Tool update: See the 'NEWS' section at the bottom of the page

Author Etienne Thevenot (W4M Core Development Team, MetaboHUB Paris, CEA)

References

Etienne A. Thevenot, Aurelie Roux, Ying Xu, Eric Ezan, and Christophe Junot (2015). Analysis of the human adult urinary metabolome variations with age, body mass index and gender by implementing a comprehensive workflow for univariate and OPLS statistical analyses. Journal of Proteome Research, 14:3322-3335 (http://dx.doi.org/10.1021/acs.jproteome.5b00354).
R Core Team (2013). R: A language and environment for statistical computing. R Foundation for Statistical Computing, Vienna, Austria (http://www.r-project.org)

Tool updates

See the NEWS section at the bottom of this page

Heatmap

Description

Performs hierarchical clustering on both the samples (rows) and variables (columns) of the dataMatrix

Displays the dataMatrix with sorted rows and samples and the dendrograms (heatmap)

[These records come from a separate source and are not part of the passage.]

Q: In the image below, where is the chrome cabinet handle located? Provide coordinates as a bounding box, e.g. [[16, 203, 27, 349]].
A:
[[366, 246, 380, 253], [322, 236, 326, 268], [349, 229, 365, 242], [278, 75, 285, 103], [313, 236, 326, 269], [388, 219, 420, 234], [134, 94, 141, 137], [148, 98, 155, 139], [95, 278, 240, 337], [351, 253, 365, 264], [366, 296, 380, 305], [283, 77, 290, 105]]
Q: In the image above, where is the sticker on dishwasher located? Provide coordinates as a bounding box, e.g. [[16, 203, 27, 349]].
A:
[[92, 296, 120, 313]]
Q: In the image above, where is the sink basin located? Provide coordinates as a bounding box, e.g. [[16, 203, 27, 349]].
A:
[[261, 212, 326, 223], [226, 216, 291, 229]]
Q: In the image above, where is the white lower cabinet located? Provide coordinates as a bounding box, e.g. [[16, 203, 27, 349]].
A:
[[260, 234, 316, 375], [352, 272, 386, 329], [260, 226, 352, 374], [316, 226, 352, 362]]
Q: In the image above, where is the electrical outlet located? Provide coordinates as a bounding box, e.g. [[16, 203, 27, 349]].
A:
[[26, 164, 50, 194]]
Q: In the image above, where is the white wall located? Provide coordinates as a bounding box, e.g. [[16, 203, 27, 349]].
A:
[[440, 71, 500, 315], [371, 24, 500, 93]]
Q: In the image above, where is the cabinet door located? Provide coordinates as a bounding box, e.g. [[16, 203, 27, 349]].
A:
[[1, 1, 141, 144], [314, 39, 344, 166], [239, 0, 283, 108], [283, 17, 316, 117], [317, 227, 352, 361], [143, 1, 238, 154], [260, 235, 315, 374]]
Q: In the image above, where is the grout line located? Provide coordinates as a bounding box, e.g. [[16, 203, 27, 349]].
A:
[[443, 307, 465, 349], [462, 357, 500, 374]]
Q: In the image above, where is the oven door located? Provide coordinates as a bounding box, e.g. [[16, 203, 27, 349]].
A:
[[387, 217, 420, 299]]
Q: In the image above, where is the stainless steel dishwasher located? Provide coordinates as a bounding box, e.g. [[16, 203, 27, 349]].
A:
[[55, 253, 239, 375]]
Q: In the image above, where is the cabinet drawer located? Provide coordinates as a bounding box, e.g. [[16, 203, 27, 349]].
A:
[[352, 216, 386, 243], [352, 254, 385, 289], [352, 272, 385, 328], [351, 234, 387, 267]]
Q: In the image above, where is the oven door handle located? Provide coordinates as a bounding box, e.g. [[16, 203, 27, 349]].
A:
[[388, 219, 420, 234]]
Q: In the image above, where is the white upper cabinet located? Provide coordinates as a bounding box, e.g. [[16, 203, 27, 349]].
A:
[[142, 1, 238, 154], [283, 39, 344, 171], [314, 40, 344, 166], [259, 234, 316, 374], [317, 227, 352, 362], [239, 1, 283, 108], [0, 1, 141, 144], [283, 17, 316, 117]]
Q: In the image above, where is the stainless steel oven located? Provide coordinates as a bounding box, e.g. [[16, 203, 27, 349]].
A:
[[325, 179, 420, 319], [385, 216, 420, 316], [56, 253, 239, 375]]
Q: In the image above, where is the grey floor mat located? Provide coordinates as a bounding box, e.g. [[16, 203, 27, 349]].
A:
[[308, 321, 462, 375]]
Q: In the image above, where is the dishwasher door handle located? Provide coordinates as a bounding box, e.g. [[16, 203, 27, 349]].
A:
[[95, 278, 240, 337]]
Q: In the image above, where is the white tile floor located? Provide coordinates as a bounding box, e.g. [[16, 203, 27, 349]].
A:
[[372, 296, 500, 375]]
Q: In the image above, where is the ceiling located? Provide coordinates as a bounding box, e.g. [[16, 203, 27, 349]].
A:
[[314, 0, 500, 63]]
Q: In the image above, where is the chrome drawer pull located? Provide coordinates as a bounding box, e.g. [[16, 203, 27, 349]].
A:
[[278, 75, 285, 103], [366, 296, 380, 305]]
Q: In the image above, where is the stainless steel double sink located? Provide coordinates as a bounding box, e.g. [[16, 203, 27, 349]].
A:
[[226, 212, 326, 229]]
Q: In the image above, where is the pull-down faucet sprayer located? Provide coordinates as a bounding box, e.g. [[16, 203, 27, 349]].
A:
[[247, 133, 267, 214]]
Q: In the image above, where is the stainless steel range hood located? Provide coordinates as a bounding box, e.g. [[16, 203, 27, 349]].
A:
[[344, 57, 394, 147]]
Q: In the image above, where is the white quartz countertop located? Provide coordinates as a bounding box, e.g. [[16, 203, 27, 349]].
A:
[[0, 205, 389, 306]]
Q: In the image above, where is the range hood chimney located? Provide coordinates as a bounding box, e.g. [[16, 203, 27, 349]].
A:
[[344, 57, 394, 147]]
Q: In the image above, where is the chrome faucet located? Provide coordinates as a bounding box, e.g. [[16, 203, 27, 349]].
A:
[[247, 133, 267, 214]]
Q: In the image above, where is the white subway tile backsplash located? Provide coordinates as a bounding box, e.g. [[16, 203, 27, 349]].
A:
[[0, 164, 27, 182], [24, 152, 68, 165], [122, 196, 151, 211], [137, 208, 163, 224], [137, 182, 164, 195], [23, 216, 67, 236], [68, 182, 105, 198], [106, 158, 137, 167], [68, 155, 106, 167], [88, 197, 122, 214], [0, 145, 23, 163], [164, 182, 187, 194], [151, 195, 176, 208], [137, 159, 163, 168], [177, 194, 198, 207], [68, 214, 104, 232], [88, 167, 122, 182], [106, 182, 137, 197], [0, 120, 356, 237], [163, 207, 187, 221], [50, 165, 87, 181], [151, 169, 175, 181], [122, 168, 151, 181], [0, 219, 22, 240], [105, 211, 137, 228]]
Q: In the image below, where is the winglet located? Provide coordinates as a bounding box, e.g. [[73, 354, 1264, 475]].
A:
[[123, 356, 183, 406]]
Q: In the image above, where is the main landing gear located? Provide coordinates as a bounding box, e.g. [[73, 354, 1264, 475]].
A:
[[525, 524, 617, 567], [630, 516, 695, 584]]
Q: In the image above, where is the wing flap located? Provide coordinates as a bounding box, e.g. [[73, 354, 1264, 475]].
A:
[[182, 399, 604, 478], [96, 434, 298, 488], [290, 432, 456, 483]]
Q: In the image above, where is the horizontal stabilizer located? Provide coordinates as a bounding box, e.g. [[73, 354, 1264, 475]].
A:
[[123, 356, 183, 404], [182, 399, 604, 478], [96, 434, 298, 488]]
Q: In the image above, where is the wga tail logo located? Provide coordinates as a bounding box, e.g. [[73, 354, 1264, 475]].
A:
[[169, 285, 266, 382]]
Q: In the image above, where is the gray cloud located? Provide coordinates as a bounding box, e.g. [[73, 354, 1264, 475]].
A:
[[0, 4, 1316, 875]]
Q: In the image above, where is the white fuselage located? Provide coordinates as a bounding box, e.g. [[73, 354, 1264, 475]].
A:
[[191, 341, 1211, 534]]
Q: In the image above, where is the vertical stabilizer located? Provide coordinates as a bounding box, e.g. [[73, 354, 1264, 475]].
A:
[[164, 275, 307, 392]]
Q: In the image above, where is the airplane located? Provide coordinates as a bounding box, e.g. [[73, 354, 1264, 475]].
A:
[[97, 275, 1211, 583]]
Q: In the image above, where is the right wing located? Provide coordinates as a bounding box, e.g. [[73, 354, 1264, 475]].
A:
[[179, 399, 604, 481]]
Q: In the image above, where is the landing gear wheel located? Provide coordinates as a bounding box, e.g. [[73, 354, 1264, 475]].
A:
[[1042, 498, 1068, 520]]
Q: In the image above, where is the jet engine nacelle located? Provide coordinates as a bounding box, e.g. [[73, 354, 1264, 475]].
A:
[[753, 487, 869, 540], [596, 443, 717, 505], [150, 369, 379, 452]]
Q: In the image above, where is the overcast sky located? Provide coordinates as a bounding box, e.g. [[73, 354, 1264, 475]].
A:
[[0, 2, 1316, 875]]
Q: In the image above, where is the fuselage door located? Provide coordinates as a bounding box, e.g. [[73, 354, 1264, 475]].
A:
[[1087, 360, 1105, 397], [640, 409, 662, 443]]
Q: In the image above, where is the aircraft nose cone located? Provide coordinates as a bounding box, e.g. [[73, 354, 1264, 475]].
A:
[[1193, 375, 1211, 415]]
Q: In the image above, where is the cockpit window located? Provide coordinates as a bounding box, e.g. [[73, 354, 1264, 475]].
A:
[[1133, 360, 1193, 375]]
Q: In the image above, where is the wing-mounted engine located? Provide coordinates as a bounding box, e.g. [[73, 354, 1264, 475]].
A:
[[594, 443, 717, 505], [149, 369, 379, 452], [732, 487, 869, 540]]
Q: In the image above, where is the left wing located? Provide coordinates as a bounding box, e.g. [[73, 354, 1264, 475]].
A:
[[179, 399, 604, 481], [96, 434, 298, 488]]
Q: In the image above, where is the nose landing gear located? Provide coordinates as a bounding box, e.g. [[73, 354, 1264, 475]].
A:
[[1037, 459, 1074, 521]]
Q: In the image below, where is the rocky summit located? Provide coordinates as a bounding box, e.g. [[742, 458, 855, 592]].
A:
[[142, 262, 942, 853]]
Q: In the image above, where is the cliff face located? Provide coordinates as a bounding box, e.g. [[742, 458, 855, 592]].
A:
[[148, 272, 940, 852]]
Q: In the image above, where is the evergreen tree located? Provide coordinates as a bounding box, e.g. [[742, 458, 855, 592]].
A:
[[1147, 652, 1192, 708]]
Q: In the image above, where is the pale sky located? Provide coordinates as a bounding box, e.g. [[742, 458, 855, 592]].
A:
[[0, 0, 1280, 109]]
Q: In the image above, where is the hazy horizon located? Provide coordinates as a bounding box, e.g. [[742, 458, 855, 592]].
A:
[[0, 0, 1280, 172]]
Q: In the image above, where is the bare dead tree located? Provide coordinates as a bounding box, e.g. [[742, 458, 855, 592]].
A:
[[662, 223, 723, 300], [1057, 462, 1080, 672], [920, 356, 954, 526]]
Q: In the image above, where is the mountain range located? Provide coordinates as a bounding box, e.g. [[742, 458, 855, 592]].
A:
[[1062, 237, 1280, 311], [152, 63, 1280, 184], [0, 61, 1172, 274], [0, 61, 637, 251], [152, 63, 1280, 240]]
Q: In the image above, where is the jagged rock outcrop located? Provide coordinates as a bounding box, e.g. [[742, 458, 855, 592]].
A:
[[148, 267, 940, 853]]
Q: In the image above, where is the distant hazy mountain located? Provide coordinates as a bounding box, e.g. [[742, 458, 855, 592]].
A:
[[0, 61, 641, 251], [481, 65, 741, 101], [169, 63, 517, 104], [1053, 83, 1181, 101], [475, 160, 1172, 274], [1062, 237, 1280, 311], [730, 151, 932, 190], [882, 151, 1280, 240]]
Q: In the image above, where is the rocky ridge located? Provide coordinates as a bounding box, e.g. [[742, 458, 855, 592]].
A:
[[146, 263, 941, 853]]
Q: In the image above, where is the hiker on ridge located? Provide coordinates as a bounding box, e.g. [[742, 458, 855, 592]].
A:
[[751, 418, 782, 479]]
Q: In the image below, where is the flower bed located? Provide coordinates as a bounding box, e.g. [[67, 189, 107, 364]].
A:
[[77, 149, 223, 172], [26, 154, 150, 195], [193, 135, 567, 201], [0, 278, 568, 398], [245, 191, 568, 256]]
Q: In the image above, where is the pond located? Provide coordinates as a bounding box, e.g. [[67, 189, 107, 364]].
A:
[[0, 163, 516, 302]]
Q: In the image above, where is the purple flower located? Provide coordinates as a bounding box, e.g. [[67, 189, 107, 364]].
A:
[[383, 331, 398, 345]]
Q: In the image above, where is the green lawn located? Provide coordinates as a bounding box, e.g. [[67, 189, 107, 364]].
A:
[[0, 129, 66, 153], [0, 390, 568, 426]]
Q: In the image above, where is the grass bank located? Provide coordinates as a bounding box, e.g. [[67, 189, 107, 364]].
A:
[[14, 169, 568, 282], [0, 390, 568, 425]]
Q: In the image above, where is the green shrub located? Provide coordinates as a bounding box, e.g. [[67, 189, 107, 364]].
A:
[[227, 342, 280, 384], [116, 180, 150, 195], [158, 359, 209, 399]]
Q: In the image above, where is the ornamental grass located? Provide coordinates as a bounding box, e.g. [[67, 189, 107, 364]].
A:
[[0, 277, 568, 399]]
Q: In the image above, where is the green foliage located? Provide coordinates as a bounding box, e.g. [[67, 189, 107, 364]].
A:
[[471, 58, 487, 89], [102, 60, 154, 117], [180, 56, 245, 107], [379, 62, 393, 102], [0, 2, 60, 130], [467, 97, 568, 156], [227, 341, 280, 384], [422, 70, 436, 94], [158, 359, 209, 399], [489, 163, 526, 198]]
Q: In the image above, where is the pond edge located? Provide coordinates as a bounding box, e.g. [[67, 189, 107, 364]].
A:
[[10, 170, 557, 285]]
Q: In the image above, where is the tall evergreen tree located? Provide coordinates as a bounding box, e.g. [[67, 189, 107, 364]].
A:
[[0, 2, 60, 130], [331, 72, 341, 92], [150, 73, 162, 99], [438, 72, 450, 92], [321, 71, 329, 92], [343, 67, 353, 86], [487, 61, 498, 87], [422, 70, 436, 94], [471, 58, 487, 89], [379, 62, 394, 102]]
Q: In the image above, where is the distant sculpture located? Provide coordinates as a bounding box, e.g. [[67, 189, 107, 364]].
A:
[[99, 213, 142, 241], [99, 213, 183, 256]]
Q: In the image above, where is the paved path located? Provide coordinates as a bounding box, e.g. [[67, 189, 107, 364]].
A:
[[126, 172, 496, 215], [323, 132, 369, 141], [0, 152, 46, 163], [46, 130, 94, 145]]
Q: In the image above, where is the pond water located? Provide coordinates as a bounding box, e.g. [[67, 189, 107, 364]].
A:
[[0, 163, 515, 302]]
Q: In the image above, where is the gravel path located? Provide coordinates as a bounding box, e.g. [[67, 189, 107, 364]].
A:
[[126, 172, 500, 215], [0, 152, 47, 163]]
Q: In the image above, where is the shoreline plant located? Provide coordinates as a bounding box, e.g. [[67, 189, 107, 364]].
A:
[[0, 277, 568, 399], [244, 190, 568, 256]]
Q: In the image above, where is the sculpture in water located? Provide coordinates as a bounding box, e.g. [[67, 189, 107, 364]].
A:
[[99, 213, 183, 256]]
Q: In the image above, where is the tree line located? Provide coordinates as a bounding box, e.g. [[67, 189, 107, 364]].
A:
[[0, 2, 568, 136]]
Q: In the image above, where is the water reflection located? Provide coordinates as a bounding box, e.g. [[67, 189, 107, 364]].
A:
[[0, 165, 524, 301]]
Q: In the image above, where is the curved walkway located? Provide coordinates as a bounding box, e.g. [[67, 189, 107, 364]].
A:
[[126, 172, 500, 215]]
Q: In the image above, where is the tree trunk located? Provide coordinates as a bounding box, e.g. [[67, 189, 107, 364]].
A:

In the output dataMatrix, sampleMetadata and variableMetadata files sample and variables are sorted according to the dendrograms

Optionally, indicates the groups of samples and/or variables obtained by cutting the dendrograms into a specific number of partitions

Note: 1) Computations rely on the 'hclust' function. The dissimilarity is 1 - cor (where cor is the Spearman correlation) and the 'ward.D' aggregating method is used.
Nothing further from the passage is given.